Is activation of transversus abdominis and obliquus internus abdominis associated with long-term changes in chronic low back pain? A prospective study with 1-year follow-up
- 1Department of Public Health and General Practice, Norwegian University of Science and Technology,n Trondheim, Norway
- 2Department of Human Movement Science, Norwegian University of Science and Technology, Trondheim, Norway
- Correspondence toMonica Unsgaard-Tøndel, Faculty of Medicine, Department of Public Health and General Practice, Norwegian University of Science and Technology, Medisinsk teknisk forskningssenter (MTFS), 7489 Trondheim, Norway;
- Accepted 29 June 2011
- Published Online First 26 July 2011
Objective To investigate associations between deep abdominal muscle activation and long-term pain outcome in chronic non-specific low back pain (LBP).
Methods Recruitment of transversus abdominis and obliquus internus abdominis during the abdominal drawing-in manoeuvre was recorded by B-mode ultrasound and anticipatory onset of deep abdominal muscle activity with M-mode ultrasound. Recordings were done before and after 8 weeks with guided exercises for 109 patients with chronic non-specific LBP. Pain was assessed with a numeric rating scale (0–10) before and 1 year after intervention. Associations between muscle activation and long-term pain were examined by multiple linear and logistic regression methods.

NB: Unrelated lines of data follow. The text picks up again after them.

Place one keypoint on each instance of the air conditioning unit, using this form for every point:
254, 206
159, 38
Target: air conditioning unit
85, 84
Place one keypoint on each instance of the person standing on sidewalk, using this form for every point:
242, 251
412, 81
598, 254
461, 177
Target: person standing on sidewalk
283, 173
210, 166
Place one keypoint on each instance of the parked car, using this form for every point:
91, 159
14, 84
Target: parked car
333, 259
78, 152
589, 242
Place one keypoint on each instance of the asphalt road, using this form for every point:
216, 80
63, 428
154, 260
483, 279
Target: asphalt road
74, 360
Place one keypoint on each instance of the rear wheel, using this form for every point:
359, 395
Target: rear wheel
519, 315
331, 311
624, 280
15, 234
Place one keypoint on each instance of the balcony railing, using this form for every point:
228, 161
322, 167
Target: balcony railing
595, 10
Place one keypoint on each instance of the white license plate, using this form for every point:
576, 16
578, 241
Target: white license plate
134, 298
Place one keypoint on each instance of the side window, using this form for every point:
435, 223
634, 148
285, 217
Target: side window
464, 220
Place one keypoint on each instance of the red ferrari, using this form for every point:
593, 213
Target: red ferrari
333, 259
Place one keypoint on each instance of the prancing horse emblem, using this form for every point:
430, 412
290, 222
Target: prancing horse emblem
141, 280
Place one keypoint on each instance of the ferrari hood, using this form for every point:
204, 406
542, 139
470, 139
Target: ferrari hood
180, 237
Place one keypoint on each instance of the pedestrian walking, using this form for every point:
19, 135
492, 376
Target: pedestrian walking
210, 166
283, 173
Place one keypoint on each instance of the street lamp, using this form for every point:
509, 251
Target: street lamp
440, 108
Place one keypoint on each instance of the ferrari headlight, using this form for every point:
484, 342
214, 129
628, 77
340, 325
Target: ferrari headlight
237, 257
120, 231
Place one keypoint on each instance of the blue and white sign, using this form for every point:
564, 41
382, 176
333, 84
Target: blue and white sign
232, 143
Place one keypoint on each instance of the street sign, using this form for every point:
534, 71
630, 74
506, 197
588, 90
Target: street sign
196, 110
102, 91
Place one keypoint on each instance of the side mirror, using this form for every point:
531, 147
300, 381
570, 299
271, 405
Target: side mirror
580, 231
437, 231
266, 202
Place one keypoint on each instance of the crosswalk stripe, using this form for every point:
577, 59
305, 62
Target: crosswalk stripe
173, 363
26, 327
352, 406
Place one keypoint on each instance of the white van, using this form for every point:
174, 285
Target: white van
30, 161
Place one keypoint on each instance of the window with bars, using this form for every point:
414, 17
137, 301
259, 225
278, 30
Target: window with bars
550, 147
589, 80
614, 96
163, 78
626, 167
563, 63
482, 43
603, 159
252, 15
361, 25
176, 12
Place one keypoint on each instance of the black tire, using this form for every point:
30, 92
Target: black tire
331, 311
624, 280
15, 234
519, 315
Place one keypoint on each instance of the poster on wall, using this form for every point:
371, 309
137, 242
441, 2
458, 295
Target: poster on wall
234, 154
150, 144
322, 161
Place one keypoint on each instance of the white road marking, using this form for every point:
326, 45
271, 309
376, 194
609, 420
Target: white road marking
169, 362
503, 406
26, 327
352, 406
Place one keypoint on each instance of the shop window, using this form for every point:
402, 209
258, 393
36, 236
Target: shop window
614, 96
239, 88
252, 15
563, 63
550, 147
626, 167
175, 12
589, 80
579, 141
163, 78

Results Participants with a combination of low baseline lateral slide in transversus abdominis and increased slide after intervention had better odds for long-term clinically important pain reduction (≥2 points on the numeric rating scale) compared with participants with small baseline slide and no improvement in slide (OR 14.70, 95% CI 2.41 to 89.56). There were no associations between contraction thickness ratios in transversus abdominis or obliquus internus abdominis and pain at 1-year follow-up. Transversus abdominis lateral slide before intervention was marginally associated with a lower OR for clinically important improvement in pain at 1-year follow-up (OR 0.76, 95% CI 0.62 to 0.93). Delayed onset of the abdominal muscles after the intervention period was weakly associated with higher long-term pain.

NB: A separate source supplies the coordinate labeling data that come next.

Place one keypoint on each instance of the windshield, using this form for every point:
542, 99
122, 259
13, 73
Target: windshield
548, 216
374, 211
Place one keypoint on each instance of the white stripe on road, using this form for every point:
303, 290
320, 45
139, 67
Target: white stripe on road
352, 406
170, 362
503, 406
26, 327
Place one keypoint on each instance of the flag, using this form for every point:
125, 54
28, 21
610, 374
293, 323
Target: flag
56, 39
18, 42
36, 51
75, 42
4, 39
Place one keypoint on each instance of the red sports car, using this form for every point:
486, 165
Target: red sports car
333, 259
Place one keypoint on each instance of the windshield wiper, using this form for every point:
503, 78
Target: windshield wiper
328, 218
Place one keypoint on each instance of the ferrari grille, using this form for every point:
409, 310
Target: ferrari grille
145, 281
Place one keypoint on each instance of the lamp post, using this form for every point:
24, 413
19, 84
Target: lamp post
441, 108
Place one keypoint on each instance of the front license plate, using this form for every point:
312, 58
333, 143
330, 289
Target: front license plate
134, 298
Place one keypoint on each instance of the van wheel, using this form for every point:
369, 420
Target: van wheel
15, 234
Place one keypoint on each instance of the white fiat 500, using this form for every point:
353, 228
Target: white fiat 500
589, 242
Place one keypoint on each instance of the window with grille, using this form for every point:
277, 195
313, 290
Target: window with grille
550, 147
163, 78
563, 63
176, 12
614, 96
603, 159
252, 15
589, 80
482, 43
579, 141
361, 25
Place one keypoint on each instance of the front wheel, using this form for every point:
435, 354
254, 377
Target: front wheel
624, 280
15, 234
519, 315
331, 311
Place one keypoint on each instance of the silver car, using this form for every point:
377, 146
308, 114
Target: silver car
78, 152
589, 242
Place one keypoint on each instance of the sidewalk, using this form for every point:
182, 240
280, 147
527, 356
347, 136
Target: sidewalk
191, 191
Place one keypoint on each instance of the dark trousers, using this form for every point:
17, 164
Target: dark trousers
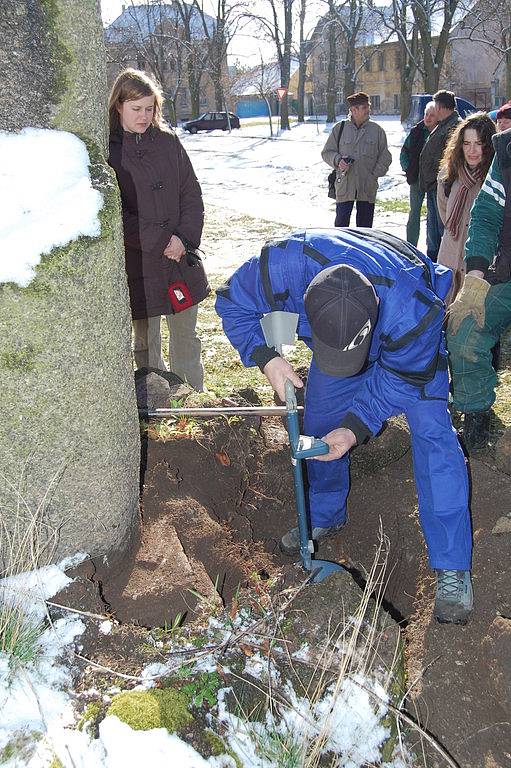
434, 225
365, 213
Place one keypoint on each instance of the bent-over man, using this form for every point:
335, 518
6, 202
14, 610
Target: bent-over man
371, 308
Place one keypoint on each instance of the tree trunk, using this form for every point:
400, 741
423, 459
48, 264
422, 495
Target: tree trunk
302, 65
194, 87
331, 75
349, 73
65, 363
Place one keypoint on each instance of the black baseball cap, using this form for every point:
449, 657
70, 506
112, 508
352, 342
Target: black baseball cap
342, 308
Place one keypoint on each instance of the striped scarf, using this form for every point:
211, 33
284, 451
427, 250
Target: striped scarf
468, 178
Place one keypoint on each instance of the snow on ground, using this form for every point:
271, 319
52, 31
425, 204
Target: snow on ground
46, 198
284, 179
37, 698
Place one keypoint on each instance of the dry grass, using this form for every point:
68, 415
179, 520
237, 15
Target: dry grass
27, 543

Conclusion Improved transversus abdominis lateral slide among participants with low baseline slide was associated with clinically important long-term pain reduction. High baseline slide and delayed onset of abdominal muscles after the intervention period were weakly associated with higher pain at 1-year follow-up.
Clinical Trial Registration number The study was preregistered in ClinicalTrials.gov with identifier NCT00201513.
Funding The trial was funded by the Norwegian fund for postgraduate training in physiotherapy.
Competing interests None.
Patient consent Obtained.
Ethics approval The study was approved by the regional ethics committee.
Provenance and peer review Not commissioned; externally peer reviewed.